Without you, we would not have had a PANS diagnosis. We would not have followed through with a PETscan that eventually showed inflammation in the brain. We would not have found MycoP,had appropriate antibiotic treatment, or gotten IVIG. We would not have gotten through the relapse that came after the IVIG. He would likely be homebound, or lingering in a residential treatment center, if your voices had not pushed me forward.

 

Instead, at age 17, he is a junior in high school who went from thinking he'd end up homeless on the street. to actually believing he will graduate and go to college. He read a novel and understood it. He's actually getting all A's and B's right now. He's driving, bought his own car, and has a part time job. He's hardworking and sincere. He has a good head on his shoulders for a teenager. He's made a few friends. He went to his first highschool dance. He asked a girl out (she said no - but still...) He's off all but one psych med ( he was on 3), he's off antibiotics, he's out of therapy. He hasn't had a terror/rage attack in over 2 years. There are no more holes in the wall and no more broken glass. He no longer suffers the embarrassment of enuresis. He's not paralyzed because he doesn't know "what's happening?" with the day. His physical tics are gone and his verbal ones are few and far between - more like the occassional funny nonsense blurt out that everyone just laughs at. His little brother is writing an essay this week in school on how his brother is his hero.

 

It's not perfect by any means. This is not a "oh - he's 100% completely symptom free" story. He still takes an SSRI, and loads of supplements.He gets headaches, and he naps after school. He still has an IEP with accomodations. He still struggles with some ocd rituals, anxiety, depression, low self esteem and on rare occassions a panic attack. These symtpoms still get worse when he is sick (though his illnesses seem much less severe these days)and I still catch myself (as does he) panicking when it happens. And on top of that he can just be a pissy teenager at times. But after years of being "gone", he is starting to find himself and think about who he is beyond PANDAS. It's an amazing thing to witness and reflect on.

 

So I offer my immense gratitude to all of you that were there for us, and all of you who are still here for each other.

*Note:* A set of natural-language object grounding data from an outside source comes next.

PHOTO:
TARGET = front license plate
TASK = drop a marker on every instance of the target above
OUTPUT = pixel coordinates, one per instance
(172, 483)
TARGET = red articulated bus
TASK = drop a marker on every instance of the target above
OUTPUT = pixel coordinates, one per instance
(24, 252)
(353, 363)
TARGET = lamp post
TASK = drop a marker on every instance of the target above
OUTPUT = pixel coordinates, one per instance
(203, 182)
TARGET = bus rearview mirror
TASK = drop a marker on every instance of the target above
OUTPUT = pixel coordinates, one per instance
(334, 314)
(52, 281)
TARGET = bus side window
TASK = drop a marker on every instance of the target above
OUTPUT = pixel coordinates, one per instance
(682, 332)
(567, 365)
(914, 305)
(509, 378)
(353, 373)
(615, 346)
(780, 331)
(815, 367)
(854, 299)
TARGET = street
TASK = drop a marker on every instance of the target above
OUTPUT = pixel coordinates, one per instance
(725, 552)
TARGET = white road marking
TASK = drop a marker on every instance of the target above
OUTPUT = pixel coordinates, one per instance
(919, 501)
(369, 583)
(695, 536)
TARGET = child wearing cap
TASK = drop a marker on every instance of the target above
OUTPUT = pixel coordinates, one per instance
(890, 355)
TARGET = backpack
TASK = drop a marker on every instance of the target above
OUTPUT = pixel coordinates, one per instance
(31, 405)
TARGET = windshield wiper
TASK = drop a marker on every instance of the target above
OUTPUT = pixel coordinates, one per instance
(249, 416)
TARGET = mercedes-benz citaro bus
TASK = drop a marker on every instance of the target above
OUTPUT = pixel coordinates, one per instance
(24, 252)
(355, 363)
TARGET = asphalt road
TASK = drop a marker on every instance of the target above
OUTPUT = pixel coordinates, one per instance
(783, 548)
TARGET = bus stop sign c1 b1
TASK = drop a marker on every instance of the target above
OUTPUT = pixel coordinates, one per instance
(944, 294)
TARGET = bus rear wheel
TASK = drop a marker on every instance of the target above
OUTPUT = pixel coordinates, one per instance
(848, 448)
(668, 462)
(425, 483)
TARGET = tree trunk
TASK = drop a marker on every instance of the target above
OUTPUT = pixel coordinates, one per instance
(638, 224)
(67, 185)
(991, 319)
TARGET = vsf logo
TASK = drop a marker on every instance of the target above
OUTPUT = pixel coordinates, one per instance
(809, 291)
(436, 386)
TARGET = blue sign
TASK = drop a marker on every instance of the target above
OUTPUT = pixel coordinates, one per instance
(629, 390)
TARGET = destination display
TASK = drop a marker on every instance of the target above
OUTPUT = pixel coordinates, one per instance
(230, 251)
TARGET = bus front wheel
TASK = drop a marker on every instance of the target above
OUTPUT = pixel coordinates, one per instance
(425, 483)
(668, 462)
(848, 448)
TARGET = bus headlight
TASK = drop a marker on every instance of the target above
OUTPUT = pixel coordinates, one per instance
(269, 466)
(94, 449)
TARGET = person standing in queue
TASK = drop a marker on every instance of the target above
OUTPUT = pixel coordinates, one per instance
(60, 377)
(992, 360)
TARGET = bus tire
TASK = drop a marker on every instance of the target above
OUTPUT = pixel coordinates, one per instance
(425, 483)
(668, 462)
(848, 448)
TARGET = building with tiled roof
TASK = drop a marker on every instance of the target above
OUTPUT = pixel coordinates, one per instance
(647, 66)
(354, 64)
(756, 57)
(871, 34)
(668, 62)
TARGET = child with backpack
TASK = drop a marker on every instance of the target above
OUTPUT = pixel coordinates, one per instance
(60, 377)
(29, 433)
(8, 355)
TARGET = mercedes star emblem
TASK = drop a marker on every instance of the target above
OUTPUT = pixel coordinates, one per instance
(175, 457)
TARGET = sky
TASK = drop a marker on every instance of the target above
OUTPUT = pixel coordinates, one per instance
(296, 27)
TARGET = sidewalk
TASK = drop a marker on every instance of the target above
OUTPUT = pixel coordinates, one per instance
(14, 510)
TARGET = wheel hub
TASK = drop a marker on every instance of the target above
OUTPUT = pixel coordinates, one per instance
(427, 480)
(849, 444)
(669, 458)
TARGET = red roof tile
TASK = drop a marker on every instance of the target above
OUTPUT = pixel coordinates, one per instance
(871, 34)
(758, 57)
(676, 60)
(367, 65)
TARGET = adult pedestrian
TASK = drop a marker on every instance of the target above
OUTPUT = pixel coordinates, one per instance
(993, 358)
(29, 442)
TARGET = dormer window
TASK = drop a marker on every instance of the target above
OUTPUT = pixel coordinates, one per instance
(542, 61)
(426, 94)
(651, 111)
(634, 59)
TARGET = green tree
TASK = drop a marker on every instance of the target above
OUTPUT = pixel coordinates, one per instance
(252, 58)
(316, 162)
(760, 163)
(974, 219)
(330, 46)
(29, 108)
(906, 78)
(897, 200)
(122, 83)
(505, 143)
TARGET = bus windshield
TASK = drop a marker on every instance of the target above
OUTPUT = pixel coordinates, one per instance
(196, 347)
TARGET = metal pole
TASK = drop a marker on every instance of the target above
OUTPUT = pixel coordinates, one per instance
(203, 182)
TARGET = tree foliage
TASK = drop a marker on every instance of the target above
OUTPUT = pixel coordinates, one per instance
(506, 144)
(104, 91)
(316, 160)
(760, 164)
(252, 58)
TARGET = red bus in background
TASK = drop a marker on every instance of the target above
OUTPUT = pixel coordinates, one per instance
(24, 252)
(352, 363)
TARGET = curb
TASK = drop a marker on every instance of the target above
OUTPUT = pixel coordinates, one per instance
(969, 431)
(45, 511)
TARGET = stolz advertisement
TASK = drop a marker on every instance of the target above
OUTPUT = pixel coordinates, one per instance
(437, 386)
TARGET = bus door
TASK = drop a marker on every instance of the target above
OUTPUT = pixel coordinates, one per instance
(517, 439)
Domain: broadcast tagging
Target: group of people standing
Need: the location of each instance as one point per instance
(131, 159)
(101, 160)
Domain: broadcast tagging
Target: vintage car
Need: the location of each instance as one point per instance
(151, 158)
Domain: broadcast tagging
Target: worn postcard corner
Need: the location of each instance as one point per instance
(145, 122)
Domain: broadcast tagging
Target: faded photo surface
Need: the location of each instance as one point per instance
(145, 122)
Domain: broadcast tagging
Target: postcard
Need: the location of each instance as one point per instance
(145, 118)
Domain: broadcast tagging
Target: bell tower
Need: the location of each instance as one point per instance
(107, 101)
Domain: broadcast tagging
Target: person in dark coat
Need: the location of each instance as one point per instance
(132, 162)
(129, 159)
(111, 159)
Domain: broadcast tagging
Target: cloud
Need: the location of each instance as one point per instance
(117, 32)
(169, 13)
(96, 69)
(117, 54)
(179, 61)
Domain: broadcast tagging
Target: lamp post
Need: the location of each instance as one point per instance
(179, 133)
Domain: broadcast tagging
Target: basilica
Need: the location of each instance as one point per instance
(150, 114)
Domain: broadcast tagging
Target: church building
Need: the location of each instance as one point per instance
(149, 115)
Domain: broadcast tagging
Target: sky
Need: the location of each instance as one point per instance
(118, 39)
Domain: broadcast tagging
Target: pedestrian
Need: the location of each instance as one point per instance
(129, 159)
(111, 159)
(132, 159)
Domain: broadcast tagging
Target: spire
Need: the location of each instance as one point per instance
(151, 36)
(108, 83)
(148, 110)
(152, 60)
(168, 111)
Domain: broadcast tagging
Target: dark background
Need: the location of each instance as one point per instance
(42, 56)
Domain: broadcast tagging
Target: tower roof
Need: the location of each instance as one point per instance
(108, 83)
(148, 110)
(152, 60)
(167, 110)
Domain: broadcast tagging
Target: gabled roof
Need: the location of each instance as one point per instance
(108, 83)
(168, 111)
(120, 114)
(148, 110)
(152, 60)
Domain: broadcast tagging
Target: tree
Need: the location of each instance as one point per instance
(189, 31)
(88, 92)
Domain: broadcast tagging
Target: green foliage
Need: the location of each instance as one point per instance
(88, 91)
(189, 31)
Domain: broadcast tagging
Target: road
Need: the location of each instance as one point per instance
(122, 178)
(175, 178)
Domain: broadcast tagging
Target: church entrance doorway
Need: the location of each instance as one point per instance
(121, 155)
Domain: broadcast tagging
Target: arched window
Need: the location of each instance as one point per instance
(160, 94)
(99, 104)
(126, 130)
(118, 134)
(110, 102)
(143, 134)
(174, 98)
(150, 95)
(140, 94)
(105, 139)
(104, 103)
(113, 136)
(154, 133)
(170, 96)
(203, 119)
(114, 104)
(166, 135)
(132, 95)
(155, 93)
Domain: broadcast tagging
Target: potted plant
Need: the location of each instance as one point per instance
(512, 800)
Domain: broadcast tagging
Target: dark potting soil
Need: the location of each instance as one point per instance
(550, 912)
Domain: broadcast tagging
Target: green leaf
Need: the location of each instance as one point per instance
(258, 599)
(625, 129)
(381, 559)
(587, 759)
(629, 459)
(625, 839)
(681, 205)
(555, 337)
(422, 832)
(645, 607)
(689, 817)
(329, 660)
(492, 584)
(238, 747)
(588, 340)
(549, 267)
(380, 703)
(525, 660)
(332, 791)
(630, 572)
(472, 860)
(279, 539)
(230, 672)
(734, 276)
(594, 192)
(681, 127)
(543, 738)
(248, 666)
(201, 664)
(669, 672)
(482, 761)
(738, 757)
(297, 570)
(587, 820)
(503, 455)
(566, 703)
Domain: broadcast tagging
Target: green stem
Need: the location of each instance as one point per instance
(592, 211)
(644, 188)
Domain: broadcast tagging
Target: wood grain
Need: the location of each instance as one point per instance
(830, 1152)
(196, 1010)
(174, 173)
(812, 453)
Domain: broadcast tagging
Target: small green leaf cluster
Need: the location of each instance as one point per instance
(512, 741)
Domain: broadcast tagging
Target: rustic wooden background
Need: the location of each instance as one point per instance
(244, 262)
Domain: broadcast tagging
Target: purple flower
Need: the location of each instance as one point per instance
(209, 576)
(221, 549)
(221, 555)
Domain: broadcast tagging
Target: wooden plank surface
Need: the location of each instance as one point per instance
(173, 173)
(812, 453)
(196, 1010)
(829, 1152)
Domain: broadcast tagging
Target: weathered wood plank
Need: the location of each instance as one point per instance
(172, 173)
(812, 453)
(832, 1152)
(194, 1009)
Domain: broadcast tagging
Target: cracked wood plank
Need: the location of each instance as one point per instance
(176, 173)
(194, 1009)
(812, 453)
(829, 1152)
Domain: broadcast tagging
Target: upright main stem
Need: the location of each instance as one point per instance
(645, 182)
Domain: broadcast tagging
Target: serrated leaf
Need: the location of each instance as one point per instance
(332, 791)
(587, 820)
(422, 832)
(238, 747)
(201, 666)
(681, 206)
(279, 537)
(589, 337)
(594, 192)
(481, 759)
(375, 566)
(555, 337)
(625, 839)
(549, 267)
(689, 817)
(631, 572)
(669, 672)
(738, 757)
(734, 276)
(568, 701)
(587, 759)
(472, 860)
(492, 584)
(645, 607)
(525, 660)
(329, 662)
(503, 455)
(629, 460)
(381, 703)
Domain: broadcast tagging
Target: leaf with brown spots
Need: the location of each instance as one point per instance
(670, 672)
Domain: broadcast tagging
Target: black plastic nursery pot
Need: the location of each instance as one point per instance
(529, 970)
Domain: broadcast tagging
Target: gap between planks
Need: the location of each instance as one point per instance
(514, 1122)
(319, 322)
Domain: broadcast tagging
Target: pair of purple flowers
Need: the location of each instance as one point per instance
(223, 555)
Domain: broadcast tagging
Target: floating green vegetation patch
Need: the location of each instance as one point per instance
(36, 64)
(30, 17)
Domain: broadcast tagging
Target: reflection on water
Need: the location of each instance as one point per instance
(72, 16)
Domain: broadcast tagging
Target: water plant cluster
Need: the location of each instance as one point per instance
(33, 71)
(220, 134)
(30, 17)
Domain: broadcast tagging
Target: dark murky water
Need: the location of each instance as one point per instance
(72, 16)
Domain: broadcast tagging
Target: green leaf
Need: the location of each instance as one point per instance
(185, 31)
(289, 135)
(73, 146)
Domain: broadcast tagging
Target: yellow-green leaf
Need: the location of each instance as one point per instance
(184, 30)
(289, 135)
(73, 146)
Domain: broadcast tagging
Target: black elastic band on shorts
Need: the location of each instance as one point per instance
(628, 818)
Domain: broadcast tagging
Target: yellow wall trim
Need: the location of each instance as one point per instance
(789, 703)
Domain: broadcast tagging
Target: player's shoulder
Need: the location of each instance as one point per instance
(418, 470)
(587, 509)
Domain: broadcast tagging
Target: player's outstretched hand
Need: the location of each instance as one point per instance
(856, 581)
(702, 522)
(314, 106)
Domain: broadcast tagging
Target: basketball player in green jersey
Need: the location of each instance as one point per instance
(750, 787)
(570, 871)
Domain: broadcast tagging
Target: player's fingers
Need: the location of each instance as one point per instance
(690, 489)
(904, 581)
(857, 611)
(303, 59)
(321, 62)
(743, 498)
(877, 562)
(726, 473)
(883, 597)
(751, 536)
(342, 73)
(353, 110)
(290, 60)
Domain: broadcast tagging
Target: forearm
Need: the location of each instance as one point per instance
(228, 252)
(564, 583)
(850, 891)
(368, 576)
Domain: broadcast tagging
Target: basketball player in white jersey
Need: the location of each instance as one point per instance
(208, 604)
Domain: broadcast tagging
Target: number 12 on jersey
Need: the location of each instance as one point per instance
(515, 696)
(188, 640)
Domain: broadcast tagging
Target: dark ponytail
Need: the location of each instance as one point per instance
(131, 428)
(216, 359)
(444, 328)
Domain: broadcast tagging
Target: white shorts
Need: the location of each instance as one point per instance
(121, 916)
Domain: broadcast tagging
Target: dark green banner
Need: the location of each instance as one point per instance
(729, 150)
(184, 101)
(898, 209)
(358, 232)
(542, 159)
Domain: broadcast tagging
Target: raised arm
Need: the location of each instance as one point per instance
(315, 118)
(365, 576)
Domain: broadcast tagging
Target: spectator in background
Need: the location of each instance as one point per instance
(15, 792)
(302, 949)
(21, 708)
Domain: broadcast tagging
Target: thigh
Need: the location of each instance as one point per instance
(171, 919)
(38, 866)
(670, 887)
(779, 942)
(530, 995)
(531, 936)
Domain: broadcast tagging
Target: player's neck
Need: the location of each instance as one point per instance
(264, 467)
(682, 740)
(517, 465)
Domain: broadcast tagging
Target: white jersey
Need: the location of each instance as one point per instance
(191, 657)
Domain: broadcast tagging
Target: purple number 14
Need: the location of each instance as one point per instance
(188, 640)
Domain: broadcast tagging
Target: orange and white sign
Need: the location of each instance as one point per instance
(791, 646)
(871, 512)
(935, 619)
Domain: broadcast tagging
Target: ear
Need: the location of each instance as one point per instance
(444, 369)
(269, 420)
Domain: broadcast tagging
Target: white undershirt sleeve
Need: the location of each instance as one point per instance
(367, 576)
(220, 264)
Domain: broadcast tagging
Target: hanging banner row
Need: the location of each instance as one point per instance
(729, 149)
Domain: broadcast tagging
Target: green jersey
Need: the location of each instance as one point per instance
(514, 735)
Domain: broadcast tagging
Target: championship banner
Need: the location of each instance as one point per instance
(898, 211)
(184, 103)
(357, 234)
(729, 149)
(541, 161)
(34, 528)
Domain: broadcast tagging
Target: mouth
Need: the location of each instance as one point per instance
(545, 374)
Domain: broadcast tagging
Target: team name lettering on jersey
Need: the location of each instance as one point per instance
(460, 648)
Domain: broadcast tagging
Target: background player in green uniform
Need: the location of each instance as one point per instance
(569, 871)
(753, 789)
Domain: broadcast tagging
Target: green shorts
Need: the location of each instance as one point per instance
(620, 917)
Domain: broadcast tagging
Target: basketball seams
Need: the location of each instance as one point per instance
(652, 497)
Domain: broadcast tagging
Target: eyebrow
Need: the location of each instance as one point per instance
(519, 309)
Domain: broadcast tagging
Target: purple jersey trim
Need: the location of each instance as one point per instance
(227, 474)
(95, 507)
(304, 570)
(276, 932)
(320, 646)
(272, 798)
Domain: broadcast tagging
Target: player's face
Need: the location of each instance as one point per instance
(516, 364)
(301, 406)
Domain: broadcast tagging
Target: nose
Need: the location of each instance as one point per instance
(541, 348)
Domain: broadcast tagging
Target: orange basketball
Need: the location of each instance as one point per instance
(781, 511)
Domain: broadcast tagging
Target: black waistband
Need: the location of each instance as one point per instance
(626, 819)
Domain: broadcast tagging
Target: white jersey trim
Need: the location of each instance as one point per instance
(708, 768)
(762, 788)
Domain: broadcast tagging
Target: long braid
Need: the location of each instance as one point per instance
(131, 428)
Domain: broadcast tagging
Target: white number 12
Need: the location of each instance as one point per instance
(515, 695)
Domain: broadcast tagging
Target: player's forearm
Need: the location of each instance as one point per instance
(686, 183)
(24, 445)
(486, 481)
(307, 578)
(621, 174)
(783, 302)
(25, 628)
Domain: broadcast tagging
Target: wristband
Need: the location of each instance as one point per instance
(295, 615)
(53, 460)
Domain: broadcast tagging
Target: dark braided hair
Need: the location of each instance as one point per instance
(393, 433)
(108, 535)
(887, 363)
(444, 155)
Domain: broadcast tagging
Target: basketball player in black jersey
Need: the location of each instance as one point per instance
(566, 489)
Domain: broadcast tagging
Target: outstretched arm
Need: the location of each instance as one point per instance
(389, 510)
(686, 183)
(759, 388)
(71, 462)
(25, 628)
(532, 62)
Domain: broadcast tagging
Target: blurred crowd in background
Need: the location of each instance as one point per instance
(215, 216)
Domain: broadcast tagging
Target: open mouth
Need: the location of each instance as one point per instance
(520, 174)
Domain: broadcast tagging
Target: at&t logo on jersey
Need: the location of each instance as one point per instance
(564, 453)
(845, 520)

You will be in my mind as we are celebrating tomorrow because without you we wouldn't be celebrating the same things. Keep fighting for your kids. No matter what it costs, no matter who tells you you should stop, or how long it takes, or where it leads you. You may feel alone, or like you don't know what you are doing, but you do. You know your kiddo is sick, and you know you will get them well. It will happen.

 

 

Your post gives me hope. We have been around quite a while, too. I remember you. Thank you for posting. Dawn

[tpotter]

My son also just turned 17 (last week), and after 9 years of this, I have to agree that it does get better.

 

Thank you for sharing. I'm really, really glad that you got him treated, and found all the help that you did. And, I do definitely remember you.

 

Happy Birthday to you.

[Mary M]

My friend,

Thank you for posting....hope for healing for all!